João Paulo [nome fictício para a pessoa que não quis se identificar], de 45 anos, conta que começou a jogar no final do ano de 2023 e em menos de dois meses já estava viciado nas apostas esportivas. Os palpites começaram pequenos e quando João percebeu que estava ganhando, foi aumentando os valores, mas a partir desse momento, o azar alcançou o apostador.

“No começo, eu ganhava todos os jogos, e por conta disso aumentei os valores, mas aí eu fui perdendo. Só que mesmo assim eu continuava jogando. Pensei que se eu apostasse muito alto em um jogo certo, eu podia ganhar, aí teve uma vez que eu apostei R$ 3 mil e ganhei. Aumentei a aposta para R$7 mil em um time de mesmo nível, até porque a banca não tinha deixado eu sacar o dinheiro que eu tinha ganhado, por isso ia acumulando lá e eu também ia complementando. Devo ter perdido um total de R$ 15 mil”, relata.

Com o sentimento de derrota e sem dinheiro para manter a casa que morava em Parnamirim, João se mudou para a zona Norte de Natal. O dinheiro que ele perdeu nas bets, devia ser direcionado para os custos da casa, como aluguel, água, luz e alimentação. Entretanto, ele precisou priorizar algumas contas e deixar outras em segundo plano para quando conseguisse o dinheiro para quitar. Apesar disso, ele conseguiu superar o vício nos jogos de azar e agora empreende com vendas de frutas no seu comércio local.

Igor Monteiro, de 26 anos, afirmou que era um apostador assíduo, no entanto, não chegou a ficar viciado no entretenimento. Apesar disso, viu colegas próximos arruinarem suas vidas pela vontade de ganhar mais. “Sempre ouvi os relatos das pessoas dizendo que estavam fazendo apostas altas e que das primeiras vezes até ganhavam, mas depois a banca mudava e a pessoa perdia mais de R$ 10 mil”, relembra.

Regulamentação
A CNC defendeu no estudo a adoção de medidas regulatórias para mitigar os impactos das apostas online. Entre as propostas estão o estabelecimento de limites de apostas, criação de programas de conscientização pública e tratamento para viciados.

Segundo Felipe Tavares, a regulamentação é necessária não apenas para arrecadar impostos, mas também para reduzir os danos sociais e econômicos. “Outros países, como Estados Unidos e Reino Unido, possuem sistemas que permitem aos apostadores se autoproibir de jogar, além de regularem de forma rígida as atividades de apostas.
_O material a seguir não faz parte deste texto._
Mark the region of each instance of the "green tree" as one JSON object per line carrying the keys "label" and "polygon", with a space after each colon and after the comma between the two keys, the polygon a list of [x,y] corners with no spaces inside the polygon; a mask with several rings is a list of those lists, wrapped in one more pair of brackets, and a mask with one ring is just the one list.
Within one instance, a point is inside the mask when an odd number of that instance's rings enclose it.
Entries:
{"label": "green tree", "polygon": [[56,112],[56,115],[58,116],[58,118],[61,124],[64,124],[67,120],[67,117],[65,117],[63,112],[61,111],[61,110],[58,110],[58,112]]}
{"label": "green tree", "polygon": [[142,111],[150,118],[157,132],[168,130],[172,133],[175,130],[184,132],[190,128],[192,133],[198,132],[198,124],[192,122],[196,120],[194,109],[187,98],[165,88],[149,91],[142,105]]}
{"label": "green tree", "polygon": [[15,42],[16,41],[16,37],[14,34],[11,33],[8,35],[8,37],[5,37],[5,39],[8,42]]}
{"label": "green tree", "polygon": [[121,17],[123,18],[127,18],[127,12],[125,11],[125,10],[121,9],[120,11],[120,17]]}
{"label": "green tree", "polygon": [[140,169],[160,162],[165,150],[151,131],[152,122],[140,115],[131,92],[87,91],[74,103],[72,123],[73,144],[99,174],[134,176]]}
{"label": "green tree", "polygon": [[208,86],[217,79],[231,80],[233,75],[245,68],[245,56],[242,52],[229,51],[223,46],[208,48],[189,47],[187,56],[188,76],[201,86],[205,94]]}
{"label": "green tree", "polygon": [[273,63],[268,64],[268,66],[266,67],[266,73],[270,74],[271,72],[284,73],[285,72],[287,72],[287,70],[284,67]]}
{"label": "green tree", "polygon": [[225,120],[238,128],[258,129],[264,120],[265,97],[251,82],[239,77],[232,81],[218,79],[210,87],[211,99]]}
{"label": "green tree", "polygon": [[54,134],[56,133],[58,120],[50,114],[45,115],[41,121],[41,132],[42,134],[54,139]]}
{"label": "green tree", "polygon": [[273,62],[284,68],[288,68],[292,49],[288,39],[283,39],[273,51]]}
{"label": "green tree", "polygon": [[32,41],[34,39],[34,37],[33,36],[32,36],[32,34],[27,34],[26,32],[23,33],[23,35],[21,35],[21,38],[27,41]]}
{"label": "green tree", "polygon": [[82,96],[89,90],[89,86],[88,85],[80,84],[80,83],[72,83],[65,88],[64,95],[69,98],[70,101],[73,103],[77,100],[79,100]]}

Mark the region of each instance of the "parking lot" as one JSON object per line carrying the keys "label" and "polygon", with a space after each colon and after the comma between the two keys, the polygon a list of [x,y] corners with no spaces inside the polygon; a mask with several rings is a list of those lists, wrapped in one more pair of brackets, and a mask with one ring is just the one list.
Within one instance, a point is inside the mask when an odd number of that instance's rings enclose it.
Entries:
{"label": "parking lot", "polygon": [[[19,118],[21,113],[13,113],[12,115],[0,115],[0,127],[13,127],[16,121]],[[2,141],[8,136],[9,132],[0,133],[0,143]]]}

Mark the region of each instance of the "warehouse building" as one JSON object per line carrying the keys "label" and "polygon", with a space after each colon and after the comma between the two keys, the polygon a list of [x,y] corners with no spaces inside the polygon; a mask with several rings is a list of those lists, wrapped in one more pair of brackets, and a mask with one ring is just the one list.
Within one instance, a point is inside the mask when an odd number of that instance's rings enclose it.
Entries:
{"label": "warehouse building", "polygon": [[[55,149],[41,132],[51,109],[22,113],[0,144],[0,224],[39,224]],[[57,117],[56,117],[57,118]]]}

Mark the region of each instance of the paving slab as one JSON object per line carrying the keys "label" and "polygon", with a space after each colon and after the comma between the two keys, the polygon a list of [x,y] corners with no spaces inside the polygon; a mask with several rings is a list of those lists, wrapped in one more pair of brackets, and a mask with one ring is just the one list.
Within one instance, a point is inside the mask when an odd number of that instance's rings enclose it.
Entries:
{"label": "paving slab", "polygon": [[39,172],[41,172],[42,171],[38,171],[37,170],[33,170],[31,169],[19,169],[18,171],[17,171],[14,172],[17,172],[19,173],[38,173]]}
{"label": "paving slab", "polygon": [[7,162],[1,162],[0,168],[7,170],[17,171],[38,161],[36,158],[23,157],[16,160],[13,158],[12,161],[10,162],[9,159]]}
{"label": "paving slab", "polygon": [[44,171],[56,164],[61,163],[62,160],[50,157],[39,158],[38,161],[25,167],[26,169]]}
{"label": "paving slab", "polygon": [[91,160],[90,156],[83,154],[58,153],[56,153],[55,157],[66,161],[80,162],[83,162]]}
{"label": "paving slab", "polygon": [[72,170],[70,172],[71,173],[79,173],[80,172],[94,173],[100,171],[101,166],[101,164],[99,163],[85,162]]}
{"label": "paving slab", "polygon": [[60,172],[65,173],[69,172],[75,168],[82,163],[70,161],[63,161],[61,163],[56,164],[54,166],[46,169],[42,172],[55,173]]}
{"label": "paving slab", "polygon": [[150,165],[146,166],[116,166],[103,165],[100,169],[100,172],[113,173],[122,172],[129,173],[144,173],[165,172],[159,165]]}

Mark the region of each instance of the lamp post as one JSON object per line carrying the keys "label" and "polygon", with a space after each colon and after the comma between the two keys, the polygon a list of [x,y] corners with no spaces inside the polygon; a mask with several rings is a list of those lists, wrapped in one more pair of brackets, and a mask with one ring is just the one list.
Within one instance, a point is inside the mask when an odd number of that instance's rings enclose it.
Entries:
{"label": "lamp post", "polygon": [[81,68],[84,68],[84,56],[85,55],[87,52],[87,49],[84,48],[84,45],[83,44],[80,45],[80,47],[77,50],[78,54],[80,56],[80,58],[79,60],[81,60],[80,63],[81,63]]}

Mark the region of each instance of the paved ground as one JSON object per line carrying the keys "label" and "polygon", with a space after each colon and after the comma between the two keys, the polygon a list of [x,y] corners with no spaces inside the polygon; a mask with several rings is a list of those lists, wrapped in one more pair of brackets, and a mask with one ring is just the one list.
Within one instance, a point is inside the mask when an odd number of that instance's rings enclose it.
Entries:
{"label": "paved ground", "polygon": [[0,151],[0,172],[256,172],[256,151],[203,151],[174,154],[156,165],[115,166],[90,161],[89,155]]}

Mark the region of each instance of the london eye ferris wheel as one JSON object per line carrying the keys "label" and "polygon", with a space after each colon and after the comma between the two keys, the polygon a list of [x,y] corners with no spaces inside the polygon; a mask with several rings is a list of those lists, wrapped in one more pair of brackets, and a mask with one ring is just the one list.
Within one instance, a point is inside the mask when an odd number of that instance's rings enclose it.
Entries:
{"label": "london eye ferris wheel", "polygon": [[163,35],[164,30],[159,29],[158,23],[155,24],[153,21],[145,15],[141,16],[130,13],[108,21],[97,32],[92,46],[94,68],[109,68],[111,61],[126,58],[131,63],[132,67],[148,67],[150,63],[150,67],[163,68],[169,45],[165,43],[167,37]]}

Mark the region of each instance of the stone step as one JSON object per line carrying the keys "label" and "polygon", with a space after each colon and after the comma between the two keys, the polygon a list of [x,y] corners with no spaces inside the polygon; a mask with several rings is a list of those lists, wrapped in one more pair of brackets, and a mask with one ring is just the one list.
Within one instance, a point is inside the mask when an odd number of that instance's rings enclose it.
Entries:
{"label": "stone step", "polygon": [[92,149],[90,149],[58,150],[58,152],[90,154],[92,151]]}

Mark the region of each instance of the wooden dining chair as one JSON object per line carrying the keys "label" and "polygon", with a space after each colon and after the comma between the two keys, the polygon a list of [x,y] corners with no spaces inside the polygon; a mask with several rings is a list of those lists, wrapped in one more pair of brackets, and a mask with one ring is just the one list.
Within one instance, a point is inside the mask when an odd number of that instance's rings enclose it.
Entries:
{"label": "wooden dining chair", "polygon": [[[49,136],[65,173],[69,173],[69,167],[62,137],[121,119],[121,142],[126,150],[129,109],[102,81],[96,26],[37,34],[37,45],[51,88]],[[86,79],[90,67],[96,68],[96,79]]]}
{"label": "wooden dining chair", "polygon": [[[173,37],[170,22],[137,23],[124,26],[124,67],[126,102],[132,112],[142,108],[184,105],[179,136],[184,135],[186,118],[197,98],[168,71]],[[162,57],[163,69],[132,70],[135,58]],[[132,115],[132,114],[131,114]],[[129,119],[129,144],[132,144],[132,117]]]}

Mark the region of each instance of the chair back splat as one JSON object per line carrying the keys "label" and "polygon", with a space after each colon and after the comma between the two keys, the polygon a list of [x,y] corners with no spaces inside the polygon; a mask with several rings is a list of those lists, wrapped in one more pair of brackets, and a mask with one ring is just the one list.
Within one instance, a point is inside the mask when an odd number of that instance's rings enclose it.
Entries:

Essa estrutura poderia ser adotada no Brasil”, explica.

A CNC também reiterou sua posição favorável à regulamentação de cassinos físicos, destacando que, diferentemente das apostas online, esses estabelecimentos promovem geração de emprego e desenvolvimento econômico local. “Cassinos presenciais demandam infraestrutura e criam empregos diretos e indiretos, enquanto as apostas online drenam recursos das famílias sem gerar contrapartidas significativas”, conta Tavares.